— А что это такое, по-твоему? Да ты ешь, ешь… У тебя бифштекс остывает… Я же и говорю, и ем. — Забугина ловко расправлялась с салатиками и рулетами, запивая пепси-колой. Потом легко промокнула ротик салфеткой. — Послушай меня раз в жизни… Я ведь не собираюсь учить тебя, как добиться художественной правды. Я в литературе ничего не понимаю. Но я тебе рассказывала шепотом, проливая слезы. Наверно, от этого история становилась трогательной, художественной. И у тебя, конечно, соблазн! Но ты не подумала о том, что душевность, она может существовать только в таком единственном виде, для тебя и для меня? Стоит ее обнародовать, напечатать — она превращается в чернуху и грязь. В тишине это свято, а выставленное на обозрение — позорно. У каждого человека есть право на частную жизнь, это неприкосновенная вещь. А по-твоему, все может быть обобществлено и превращено во всенародную собственность, так, что ли? Значит ли все это, что ты подхватываешь то, что идет на выброс, и стряпаешь из этого свои сомнительные рассказики? Не кажется ли тебе, что это напоминает бомжей, которые роются в помойке?
Ларичева молчала. Возражения сдохли в ней после этой славной тирады. Главное — все было правильно, так правильно, что никуда не деться. Она, действительно, взяла в основу сюжета забугинскую историю, соединила с родственником-военным и получила грустную историю любви и непонимания…
Забугина наслаждалась произведенным эффектом. Она достала из обширной куртки свернутый в трубочку рассказ Ларичевой и бросила на стол.
— Сколько у тебя экземпляров этой гадости?
— Сейчас? Один. Это же только-только написано… Я всегда пишу сначала один, а потом правлю и…
— Так вот, я запрещаю это править и печатать. Ясно?
Ларичева не молчала. Она пыталась, конечно, сказать, что это первый такой большой рассказ, все же тридцать страниц, и тут ей впервые удалось заставить их заговорить разным языком, и отрицательные люди вышли живее положительных, и даже получилось похоже на пьесу: сплошь диалоги и действие происходит в одной квартире, это же драматургически выдержано… Можно поставить пьесу…
Но Забугина права. Это предательство. А когда сам человек дрянь, вопросы творчества вторичны…

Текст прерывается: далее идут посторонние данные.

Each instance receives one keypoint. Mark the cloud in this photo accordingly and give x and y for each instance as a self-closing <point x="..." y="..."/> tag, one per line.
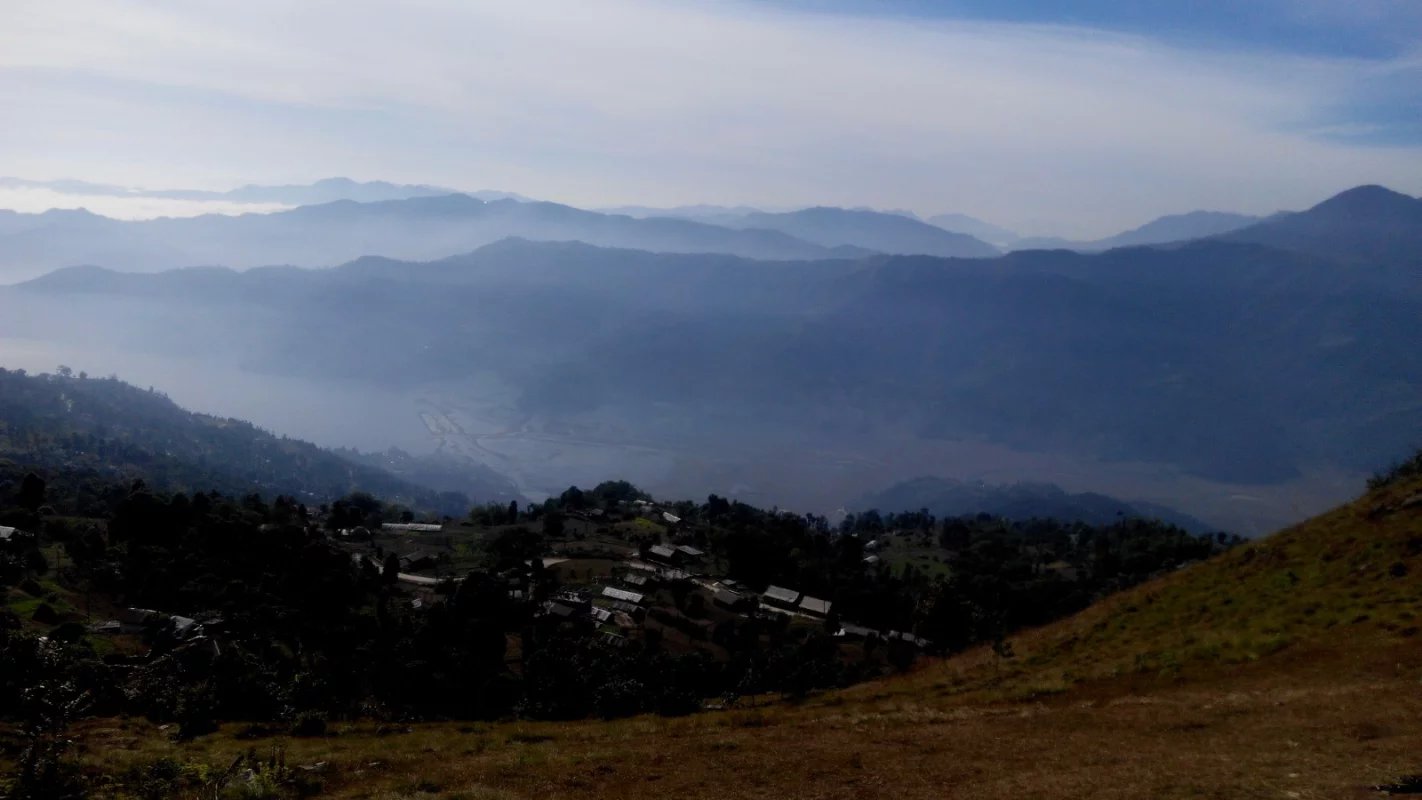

— Порви, — прошептала Ларичева Забугиной.
И та взяла толстый рассказ, аккуратно разделила на порции и порвала на мелкие части.
— Честное слово, больше нет экземпляров.
Забугина действовала по старинке. Она то ли забыла, то ли сделала вид непонимающий… Ведь текст напечатан на принтере, значит, он есть, он, конечно, сохранился в памяти компьютера. А может, она и не забыла. Просто дала понять, что данный опус данного автора подвергается проклятию и осмеянию. Такая публичная казнь!
…Ой, как больно, мама родная. Больше ведь никогда такое не написать. Не получится… Но вот Забугина идет и что-то говорит про Губернаторова, а какой там Губернаторов, в углу техничка сгребает со столика останки рассказа и ругается на безобразное поведение посетителей. Она его мякает, мякает обрывки бумаги, наваливает сверху хлебные огрызки и лапшу в томате, но это же конец всему, простите меня все, прости меня, Забугина, мне жить неохота… Что? Нет, не слышала… Я ничего не слышала…
Постойте, подождите, дайте дух перевести. Ведь Ларичева даже плакать не могла. Как же это начиналось-то?
Сначала был очередной рассказ в больнице. Там женщина, чудесная и ласковая, всем, буквально всем она помогала и советами, и словами, и делами. И всех она так называла — “ну, что ты, золотая”. Ее за то все и прозвали “наша золотая”. Когда лежала Ларичева там с сыночком, вот так вот повезло ей на соседку. Как оказалось, родила б она второго, если б не истерика ее супруга, который при очередной ссоре позвонил ее родителям и добивался, чтоб ее забрали. Такая месть была для Ларичевой просто непонятной. И непонятно, как родители все это пережили, у одного из них инсульт, а золотая вовсе и ребенка-то лишилась.
Потом Забугина под рюмку рассказала о романе. Наверно, это случай был один из ста, когда роман окончился ужасным разочарованием. Обычно же Забуга, наласкавшись досыта, сидела, будто сонная тетеря, пока не появлялся новый Он. И Ларичева странно так в башке соединила ту золотую из роддома, Забугу, и себя, ведь героиня внешне на нее была похожа. А может, просто Ларичевой так хотелось, она считала жизнь свою удачной, но в подсознании сидело что-нибудь другое. На подсознание ногой не топнешь.
Болезней детских — вот чего у Ларичевой было много. Реанимация с отеком Квинке потрясла и перевернула ей всю жизнь.